Marianne Boesky Gallery is pleased to present Golden State, an exhibition that explores the diversity of urban and suburban experience in California, predominantly from the 1970s through the present day. Curated by Drew Sawyer, William J. and Sarah Ross Soter Associate Curator of Photography at the Columbus Museum of Art in Ohio, the exhibition features the work of seven American photographers, whose meticulously staged and documentary style images capture distinctions of class and economy and speak to individual and communal aspirations. On view March 29 through April 27, 2017 at 507 W. 24th Street, Golden State connects to issues at the very core of today’s political tumult, through depictions of a state that has at once emerged at the forefront of the progressive movement and encapsulates the growing disparities between economic classes.
Among the artists featured in the exhibition are John Divola, Buck Ellison, Christina Fernandez, Anthony Hernandez, Catherine Opie, and Larry Sultan, all of whom have been based in California throughout their careers. While artists like Fernandez, Hernandez, and Ellison are well known and acclaimed on the West Coast, they have received less recognition nationally. Golden State offers a dynamic opportunity to introduce the work of these California photographers to East Coast audiences, and to position them within a broader artistic and socio-political dialogue.
The exhibition will also include several photographs from Dorothea Lange’s series on Japanese-American internment in 1942, which were originally censored by the U.S. government. The inclusion of these images, which feel eerily immediate and contemporary, demarcate California’s position at two important junctures in American history—first, as complicit in government-sanctioned racism and paranoia during World War II, and now in direct and forceful opposition to the same political forces.
The Lange prints are being produced in collaboration with Tim Chambers, founder of Anchor Editions, which creates limited edition archival-quality prints of images in the public domain. All of the proceeds from the sale of these prints will go to support the ACLU.
“In recent years, California has appeared to be more golden than ever. It has emerged as not only a major center for contemporary art, but also the wealthiest and most socially progressive state in the country. Yet, it continues to have the highest rates of poverty and homelessness. Continuing in the tradition of Dorothea Lange, the artists in this exhibition examine the social and economic life of California with critical and exacting eyes,” said Sawyer. “One senses in these photographs what Joan Didion once observed of her native state: ‘California is a place in which a boom mentality and a sense of Chekhovian loss meet in uneasy suspension; in which the mind is troubled by some buried but ineradicable suspicion that things better work here, because here, beneath the immense bleached sky, is where we run out of continent.’”
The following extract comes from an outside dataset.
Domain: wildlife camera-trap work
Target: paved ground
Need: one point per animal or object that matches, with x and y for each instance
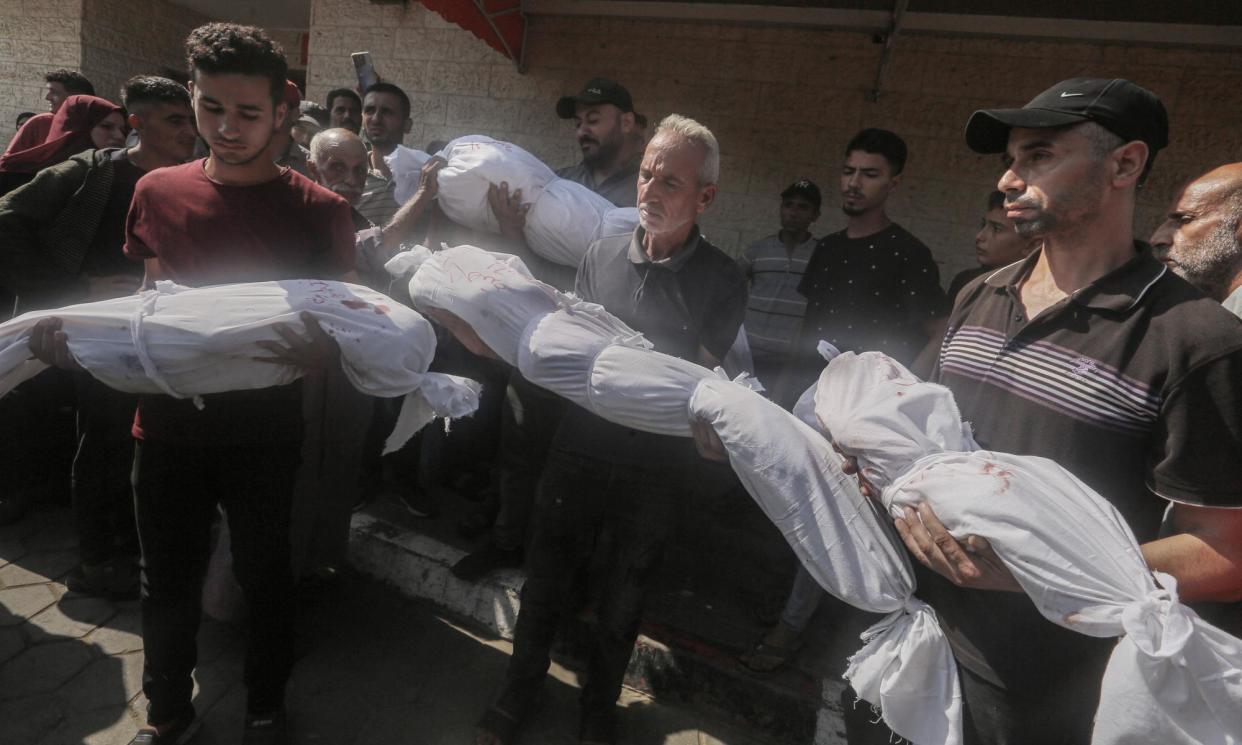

For the exhibition, Sawyer selected works from each of the artist’s wide-ranging series to provide a rich visual narrative on lifestyle and how we define the American dream. Some of the exhibition highlights include:
● Photographs from Christina Fernandez’s 2002 series Lavanderia, which explore the intersections of public and private life among Latinos living in eastern Los Angeles through documentary style photographs of laundromat windows at night;
● Black-and-white photographs by Anthony Hernandez of public transit areas around Los Angeles, shot in 1979, and his color images of scenes from Rodeo Drive in the 1980s;
● John Divola’s images of suburbanites in the San Fernando Valley in the early 1970s. Shown in groups, with subjects identically posed, the series highlights the uniformity of suburban developments and behaviors;
● Selections from Larry Sultan’s 2006-09 Homeland series, in which the artist hired day laborers to act within landscapes that sit at the outskirts of suburban developments in Marin County. The images encapsulate at once the desolation of being just outside a community and the freedom that being the “other” can offer;
● Buck Ellison’s vividly colored photographs of teen girls munching on hummus, organic vegetable gardens at elite prep schools, and men cooking in their kitchens that confront idealized, pre-packaged socially and environmentally conscious lifestyles;
● A selection from Catherine Opie’s Domestic series (1995-98), in which the artist photographed lesbian couples and families in their homes and environments. The large-scale color portraits document the construction of communities.
The exhibition will be accompanied by a publication with an essay on the subject by Sawyer, along with images of featured works.